In one of the comments there, Daniel S. Katz proposes a cost-benefit analysis, which to the best of my knowledge has not been attempted until now. However, I think it should be done globally, rather than for an individual research project. A move towards stable foundations (strategy 4) is likely to require a large up-front investment, but lower development costs later on, for scientific code in all layers. It might well be interesting for nothing else but reducing global development costs, not even counting the hard to evaluate benefit of long-term reproducibility.

It's also worth looking at why software foundations are shaking all the time. Why can't we just keep on using the same software forever, if we are happy with the way it works?

One reason is the bottom layer of our software stack, which we share with non-scientific software.
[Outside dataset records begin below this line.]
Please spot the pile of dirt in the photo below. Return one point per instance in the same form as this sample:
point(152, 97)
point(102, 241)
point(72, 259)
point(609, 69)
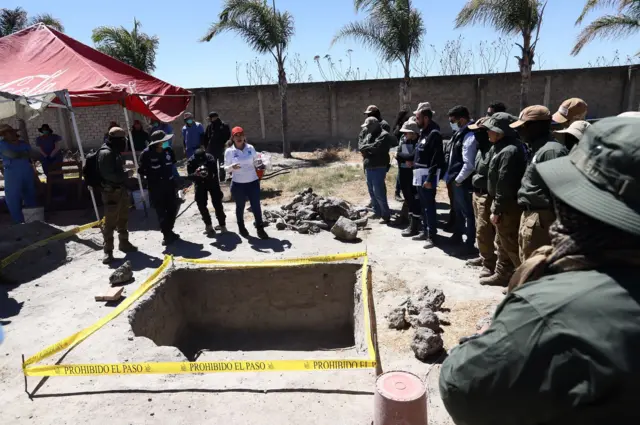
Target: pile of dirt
point(419, 312)
point(309, 213)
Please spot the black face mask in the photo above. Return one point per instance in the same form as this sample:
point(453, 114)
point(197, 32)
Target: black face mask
point(118, 144)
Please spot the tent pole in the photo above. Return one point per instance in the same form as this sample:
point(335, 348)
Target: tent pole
point(75, 129)
point(135, 160)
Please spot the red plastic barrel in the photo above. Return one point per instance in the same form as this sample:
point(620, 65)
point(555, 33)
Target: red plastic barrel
point(401, 398)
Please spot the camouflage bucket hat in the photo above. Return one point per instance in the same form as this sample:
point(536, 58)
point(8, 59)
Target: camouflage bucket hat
point(601, 175)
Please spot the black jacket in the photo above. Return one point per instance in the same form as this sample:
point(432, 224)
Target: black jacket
point(375, 149)
point(157, 167)
point(215, 137)
point(194, 163)
point(506, 168)
point(429, 152)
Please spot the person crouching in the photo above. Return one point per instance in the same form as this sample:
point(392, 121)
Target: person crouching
point(240, 160)
point(203, 171)
point(156, 164)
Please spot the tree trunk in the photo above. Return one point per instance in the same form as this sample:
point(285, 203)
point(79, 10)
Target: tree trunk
point(526, 64)
point(282, 90)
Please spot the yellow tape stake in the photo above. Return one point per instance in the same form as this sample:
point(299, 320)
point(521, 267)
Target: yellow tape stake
point(78, 337)
point(288, 262)
point(13, 257)
point(197, 367)
point(365, 303)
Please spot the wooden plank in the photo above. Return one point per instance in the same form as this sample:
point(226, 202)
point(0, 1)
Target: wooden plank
point(112, 294)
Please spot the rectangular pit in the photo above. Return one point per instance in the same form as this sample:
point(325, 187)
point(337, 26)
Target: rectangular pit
point(306, 308)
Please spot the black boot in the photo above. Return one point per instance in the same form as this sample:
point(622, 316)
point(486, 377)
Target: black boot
point(261, 233)
point(413, 229)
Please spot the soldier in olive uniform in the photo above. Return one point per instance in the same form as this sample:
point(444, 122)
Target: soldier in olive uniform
point(534, 127)
point(485, 232)
point(115, 196)
point(563, 346)
point(507, 164)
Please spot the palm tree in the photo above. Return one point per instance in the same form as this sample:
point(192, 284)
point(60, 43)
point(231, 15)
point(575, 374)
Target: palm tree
point(624, 23)
point(394, 29)
point(523, 17)
point(134, 48)
point(14, 20)
point(266, 30)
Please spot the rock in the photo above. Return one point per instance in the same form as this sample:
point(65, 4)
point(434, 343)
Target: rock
point(304, 229)
point(396, 319)
point(426, 319)
point(426, 343)
point(320, 224)
point(425, 298)
point(361, 223)
point(333, 208)
point(122, 274)
point(345, 229)
point(307, 199)
point(482, 322)
point(306, 214)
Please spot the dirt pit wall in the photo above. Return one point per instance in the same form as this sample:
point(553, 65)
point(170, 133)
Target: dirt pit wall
point(302, 308)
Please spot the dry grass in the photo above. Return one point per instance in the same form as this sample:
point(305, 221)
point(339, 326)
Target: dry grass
point(464, 316)
point(328, 156)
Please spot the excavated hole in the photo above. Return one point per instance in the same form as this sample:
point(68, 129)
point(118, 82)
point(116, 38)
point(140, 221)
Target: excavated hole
point(306, 308)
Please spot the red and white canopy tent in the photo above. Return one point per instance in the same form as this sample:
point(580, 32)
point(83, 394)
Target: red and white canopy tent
point(40, 60)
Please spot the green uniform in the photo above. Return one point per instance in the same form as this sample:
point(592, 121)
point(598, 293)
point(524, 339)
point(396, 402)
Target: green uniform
point(535, 199)
point(561, 350)
point(506, 168)
point(114, 197)
point(485, 232)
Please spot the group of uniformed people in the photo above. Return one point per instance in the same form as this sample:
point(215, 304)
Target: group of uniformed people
point(157, 167)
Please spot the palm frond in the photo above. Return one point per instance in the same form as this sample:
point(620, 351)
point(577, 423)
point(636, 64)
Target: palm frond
point(12, 20)
point(134, 48)
point(260, 26)
point(392, 28)
point(47, 19)
point(607, 27)
point(595, 4)
point(506, 16)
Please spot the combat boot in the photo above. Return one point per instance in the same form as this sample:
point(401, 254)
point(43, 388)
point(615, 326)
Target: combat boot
point(413, 229)
point(475, 262)
point(107, 258)
point(485, 272)
point(495, 280)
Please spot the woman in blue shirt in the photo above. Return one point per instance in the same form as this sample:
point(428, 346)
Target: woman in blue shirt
point(19, 178)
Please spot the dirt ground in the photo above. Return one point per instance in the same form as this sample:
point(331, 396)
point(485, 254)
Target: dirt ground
point(58, 300)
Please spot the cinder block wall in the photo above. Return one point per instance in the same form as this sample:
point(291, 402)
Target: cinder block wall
point(321, 114)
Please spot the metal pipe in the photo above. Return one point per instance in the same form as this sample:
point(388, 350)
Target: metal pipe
point(135, 160)
point(75, 129)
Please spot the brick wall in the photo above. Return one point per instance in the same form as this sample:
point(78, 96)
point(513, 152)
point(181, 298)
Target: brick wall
point(327, 113)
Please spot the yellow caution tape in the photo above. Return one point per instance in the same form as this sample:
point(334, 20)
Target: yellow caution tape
point(78, 337)
point(13, 257)
point(365, 304)
point(99, 369)
point(290, 262)
point(202, 367)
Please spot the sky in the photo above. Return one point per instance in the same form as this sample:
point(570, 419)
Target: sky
point(183, 60)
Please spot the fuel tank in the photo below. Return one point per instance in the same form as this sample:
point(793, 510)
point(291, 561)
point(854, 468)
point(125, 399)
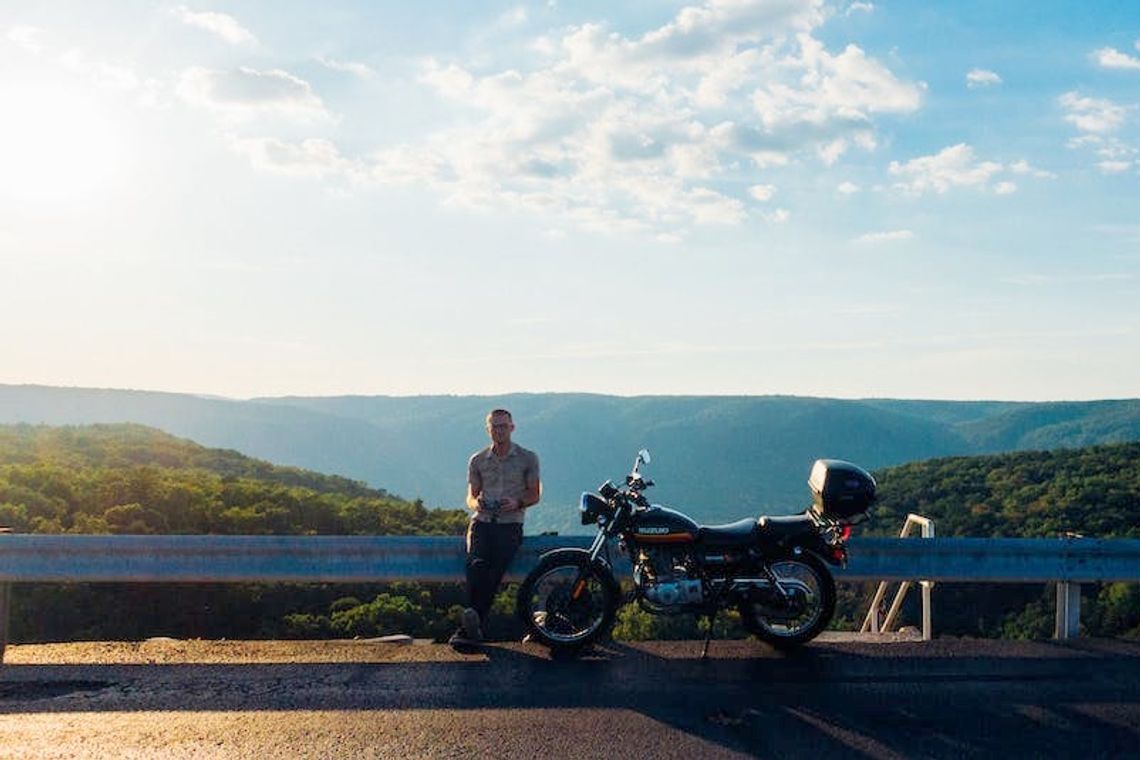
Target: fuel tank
point(662, 525)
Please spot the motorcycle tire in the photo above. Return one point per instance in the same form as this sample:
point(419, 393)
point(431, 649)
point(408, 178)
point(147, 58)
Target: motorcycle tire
point(554, 615)
point(788, 629)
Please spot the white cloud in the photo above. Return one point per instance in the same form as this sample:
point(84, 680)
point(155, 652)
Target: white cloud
point(1024, 168)
point(515, 16)
point(312, 157)
point(105, 75)
point(1114, 166)
point(29, 38)
point(953, 166)
point(762, 191)
point(978, 78)
point(638, 131)
point(1113, 58)
point(222, 25)
point(347, 66)
point(1098, 116)
point(245, 92)
point(893, 236)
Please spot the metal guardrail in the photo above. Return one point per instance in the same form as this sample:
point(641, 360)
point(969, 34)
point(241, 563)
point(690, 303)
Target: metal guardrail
point(872, 623)
point(26, 558)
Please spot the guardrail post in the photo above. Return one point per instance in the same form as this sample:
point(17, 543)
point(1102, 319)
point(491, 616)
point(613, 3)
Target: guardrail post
point(1068, 611)
point(5, 596)
point(871, 622)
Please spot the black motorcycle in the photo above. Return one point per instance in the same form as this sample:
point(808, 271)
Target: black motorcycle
point(772, 570)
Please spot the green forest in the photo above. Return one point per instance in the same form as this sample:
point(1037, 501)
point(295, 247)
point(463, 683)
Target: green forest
point(129, 479)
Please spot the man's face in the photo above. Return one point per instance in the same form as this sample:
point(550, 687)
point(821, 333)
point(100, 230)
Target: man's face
point(499, 427)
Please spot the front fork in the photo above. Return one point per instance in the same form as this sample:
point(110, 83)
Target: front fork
point(595, 552)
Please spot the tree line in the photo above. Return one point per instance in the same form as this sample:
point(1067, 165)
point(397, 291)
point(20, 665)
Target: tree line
point(129, 479)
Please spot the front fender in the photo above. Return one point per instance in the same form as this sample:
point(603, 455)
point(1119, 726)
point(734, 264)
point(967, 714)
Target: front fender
point(576, 555)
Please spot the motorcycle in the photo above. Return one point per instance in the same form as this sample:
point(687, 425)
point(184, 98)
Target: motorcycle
point(772, 569)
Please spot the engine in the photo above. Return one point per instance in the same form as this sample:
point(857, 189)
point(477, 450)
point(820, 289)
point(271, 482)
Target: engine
point(665, 577)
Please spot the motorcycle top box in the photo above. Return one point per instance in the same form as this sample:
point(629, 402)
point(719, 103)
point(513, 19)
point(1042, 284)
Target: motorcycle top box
point(840, 489)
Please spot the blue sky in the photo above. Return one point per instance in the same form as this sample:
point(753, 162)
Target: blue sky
point(911, 199)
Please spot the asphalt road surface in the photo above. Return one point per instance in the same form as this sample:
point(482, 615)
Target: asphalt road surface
point(945, 699)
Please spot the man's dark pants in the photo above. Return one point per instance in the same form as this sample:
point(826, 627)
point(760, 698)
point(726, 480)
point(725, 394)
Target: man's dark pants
point(490, 548)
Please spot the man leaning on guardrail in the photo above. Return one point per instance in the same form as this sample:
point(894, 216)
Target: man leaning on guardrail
point(503, 480)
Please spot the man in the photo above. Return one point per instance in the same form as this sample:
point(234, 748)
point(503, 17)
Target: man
point(502, 482)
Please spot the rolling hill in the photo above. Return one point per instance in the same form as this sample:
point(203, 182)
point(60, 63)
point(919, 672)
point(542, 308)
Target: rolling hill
point(716, 457)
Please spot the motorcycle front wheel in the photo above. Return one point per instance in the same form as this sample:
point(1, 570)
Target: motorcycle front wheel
point(804, 614)
point(567, 603)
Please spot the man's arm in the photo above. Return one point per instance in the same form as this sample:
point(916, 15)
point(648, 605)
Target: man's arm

There are market incentives for shaking up the foundations of commercial software, which then cause collateral damage elsewhere, such as in science. For example, some markets rely on planned obsolescence and never-ending change to create continuous customer demand. Smartphones are a good example. Also, a company controlling a software platform might benefit from changing it a bit all the time in order to retain control and customer attention. Finally, security problems in systems software are discovered regularly, and their fixes can send ripples up the software stack. All this makes it difficult to find stable foundations to build on. However, it is clearly not impossible. After all, banks have been keeping their COBOL software alive for decades. At worst, we could build our own bottom layer instead of sharing it with other application domains. One advantage of scientific software in that respect is that it has few if any security concerns to deal with.
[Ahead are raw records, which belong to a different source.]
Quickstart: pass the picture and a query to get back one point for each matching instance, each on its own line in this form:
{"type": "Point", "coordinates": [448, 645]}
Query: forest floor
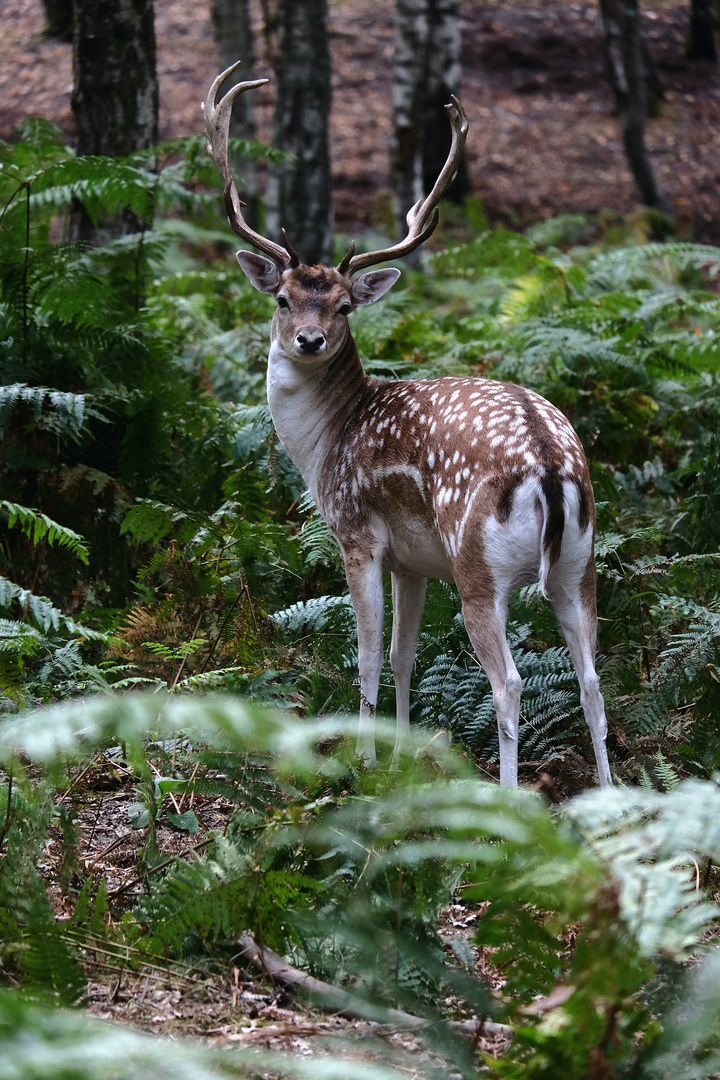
{"type": "Point", "coordinates": [543, 139]}
{"type": "Point", "coordinates": [221, 1004]}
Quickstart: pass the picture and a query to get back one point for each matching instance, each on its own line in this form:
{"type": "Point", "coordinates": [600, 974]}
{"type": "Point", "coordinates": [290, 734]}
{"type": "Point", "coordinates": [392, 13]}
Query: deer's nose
{"type": "Point", "coordinates": [310, 339]}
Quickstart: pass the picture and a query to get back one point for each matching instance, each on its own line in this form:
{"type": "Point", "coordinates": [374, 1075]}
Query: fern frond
{"type": "Point", "coordinates": [69, 409]}
{"type": "Point", "coordinates": [38, 526]}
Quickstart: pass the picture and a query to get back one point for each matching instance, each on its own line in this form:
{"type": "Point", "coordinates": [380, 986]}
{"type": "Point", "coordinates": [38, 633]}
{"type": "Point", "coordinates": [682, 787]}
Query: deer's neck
{"type": "Point", "coordinates": [310, 401]}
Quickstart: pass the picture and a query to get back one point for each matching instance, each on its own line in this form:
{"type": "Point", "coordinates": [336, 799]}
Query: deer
{"type": "Point", "coordinates": [469, 480]}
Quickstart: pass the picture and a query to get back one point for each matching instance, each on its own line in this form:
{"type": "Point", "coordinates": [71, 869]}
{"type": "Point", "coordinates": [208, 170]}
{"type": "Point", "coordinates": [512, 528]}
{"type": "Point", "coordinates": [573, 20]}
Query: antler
{"type": "Point", "coordinates": [217, 131]}
{"type": "Point", "coordinates": [423, 216]}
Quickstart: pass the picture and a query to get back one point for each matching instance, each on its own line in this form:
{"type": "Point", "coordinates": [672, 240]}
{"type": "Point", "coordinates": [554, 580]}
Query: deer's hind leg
{"type": "Point", "coordinates": [408, 605]}
{"type": "Point", "coordinates": [572, 596]}
{"type": "Point", "coordinates": [485, 611]}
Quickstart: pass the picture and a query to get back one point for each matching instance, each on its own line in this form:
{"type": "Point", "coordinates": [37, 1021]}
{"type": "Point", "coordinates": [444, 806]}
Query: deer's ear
{"type": "Point", "coordinates": [263, 273]}
{"type": "Point", "coordinates": [372, 285]}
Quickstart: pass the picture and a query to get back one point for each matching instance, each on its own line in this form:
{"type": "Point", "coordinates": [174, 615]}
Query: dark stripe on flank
{"type": "Point", "coordinates": [552, 485]}
{"type": "Point", "coordinates": [505, 501]}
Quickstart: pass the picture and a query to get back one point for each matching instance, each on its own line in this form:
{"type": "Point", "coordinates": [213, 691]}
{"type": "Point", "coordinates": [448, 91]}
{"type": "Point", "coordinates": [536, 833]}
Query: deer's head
{"type": "Point", "coordinates": [313, 302]}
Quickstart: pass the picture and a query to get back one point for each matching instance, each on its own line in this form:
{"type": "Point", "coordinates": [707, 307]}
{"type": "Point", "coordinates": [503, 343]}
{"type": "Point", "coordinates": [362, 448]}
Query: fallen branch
{"type": "Point", "coordinates": [334, 999]}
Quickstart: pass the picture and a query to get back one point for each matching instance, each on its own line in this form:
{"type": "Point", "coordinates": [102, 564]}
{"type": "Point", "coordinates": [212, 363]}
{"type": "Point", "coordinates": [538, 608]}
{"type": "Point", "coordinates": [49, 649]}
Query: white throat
{"type": "Point", "coordinates": [298, 413]}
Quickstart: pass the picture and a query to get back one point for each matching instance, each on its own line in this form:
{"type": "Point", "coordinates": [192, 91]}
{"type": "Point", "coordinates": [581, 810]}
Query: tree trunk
{"type": "Point", "coordinates": [300, 198]}
{"type": "Point", "coordinates": [614, 16]}
{"type": "Point", "coordinates": [704, 30]}
{"type": "Point", "coordinates": [426, 73]}
{"type": "Point", "coordinates": [114, 95]}
{"type": "Point", "coordinates": [637, 111]}
{"type": "Point", "coordinates": [233, 38]}
{"type": "Point", "coordinates": [58, 18]}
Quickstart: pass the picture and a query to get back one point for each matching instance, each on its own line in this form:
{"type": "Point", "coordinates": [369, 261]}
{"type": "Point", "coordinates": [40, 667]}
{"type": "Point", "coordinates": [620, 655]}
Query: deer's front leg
{"type": "Point", "coordinates": [408, 605]}
{"type": "Point", "coordinates": [364, 574]}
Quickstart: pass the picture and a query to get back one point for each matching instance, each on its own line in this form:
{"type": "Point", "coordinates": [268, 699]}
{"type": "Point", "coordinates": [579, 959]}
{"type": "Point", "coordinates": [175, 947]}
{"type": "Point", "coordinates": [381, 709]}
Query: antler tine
{"type": "Point", "coordinates": [422, 218]}
{"type": "Point", "coordinates": [217, 133]}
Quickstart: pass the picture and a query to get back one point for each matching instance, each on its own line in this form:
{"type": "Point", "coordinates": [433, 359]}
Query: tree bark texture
{"type": "Point", "coordinates": [233, 38]}
{"type": "Point", "coordinates": [614, 15]}
{"type": "Point", "coordinates": [114, 94]}
{"type": "Point", "coordinates": [704, 30]}
{"type": "Point", "coordinates": [637, 111]}
{"type": "Point", "coordinates": [426, 73]}
{"type": "Point", "coordinates": [300, 199]}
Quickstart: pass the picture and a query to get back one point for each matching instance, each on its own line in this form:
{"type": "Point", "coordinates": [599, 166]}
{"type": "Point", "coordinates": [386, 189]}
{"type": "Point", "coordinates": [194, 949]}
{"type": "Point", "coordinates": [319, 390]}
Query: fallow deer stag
{"type": "Point", "coordinates": [476, 482]}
Unfortunately, we also have home-made quakes in our software stack, due to changes in layers 2 and 3. In the fast-paced development of layer 3, collateral damage sometimes leads to collapse in layer 4. I suspect much of this could be avoided with some more attention on stability, plus extensive testing. What's worse is a widespread attitude that considers stability impossible anyway and concludes that one more breaking change is not such a big problem after all. This is particularly harmful for the scientific infrastructure of layer 2. I'll just mention my two-year-old rant about NumPy as an example. In view of the systematic non-maintenance of layer-4 software, this is an inappropriate attitude in the world of scientific computing in my opinion.
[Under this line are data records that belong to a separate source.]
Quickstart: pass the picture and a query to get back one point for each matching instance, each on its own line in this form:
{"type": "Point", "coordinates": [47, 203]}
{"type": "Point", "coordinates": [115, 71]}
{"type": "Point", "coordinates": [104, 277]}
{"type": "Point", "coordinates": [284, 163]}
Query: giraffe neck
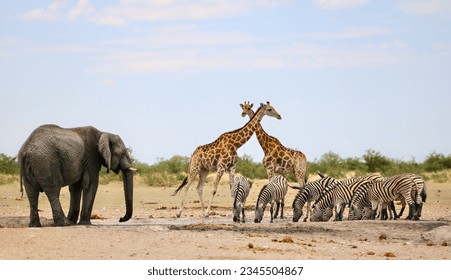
{"type": "Point", "coordinates": [262, 137]}
{"type": "Point", "coordinates": [243, 134]}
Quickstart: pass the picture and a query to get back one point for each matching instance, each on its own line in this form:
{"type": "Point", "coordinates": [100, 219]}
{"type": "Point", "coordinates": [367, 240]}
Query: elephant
{"type": "Point", "coordinates": [53, 157]}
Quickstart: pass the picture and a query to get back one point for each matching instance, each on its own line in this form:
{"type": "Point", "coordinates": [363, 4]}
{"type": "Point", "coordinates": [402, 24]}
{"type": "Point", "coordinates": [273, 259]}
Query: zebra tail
{"type": "Point", "coordinates": [185, 181]}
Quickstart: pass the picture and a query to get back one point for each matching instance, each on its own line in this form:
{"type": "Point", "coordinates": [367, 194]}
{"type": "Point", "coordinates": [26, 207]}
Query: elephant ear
{"type": "Point", "coordinates": [104, 149]}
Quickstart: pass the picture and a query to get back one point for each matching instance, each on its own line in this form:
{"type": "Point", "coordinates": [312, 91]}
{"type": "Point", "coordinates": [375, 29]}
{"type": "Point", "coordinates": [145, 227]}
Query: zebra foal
{"type": "Point", "coordinates": [240, 191]}
{"type": "Point", "coordinates": [274, 191]}
{"type": "Point", "coordinates": [308, 194]}
{"type": "Point", "coordinates": [393, 188]}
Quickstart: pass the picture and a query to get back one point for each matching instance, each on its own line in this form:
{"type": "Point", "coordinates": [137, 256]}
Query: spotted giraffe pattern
{"type": "Point", "coordinates": [278, 159]}
{"type": "Point", "coordinates": [221, 156]}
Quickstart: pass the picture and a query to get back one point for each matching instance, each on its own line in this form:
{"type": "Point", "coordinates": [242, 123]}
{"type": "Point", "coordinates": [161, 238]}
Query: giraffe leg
{"type": "Point", "coordinates": [300, 177]}
{"type": "Point", "coordinates": [202, 176]}
{"type": "Point", "coordinates": [190, 180]}
{"type": "Point", "coordinates": [219, 174]}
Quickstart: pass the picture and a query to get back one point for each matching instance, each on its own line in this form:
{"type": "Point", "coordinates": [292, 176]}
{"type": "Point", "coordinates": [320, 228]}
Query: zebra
{"type": "Point", "coordinates": [274, 191]}
{"type": "Point", "coordinates": [339, 197]}
{"type": "Point", "coordinates": [310, 192]}
{"type": "Point", "coordinates": [240, 191]}
{"type": "Point", "coordinates": [361, 200]}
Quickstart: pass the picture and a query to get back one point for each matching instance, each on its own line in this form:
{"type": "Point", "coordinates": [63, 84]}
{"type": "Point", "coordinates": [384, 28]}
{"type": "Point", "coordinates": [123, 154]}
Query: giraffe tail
{"type": "Point", "coordinates": [185, 181]}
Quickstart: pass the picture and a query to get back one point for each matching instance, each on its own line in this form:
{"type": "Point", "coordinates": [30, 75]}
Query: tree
{"type": "Point", "coordinates": [376, 162]}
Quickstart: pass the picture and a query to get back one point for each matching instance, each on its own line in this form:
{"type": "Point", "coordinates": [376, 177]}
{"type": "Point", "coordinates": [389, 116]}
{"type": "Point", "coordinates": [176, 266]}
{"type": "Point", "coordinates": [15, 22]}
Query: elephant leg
{"type": "Point", "coordinates": [53, 193]}
{"type": "Point", "coordinates": [89, 195]}
{"type": "Point", "coordinates": [33, 197]}
{"type": "Point", "coordinates": [75, 199]}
As a final remark, strategy 3 does not seem to exist in the software world. There are no proven techniques for making a program robust against changes in its foundations. Software interfaces are much too rigid for that. I vaguely remember Alan Kay speaking about more lenient interface mechanisms - if anyone has a reference to share, please leave a comment! A recent presentation by Rich Hickey, the creator of the Clojure language, also contains useful ideas for dealing with change in interfaces (executive summary: add new features, but don't remove or change existing ones), but it's more of a move towards strategy 4 than strategy 3. More generally, I would like to see more research and development along these lines. Robustness is a major design principle in other engineering domains, and software would benefit from a larger dose as well.

Note added 2019-09-04: I have written a more detailed article about Dealing with Software Collapse for the May 2019 issue of Computing in Science and Engineering magazine. A preprint is available as well.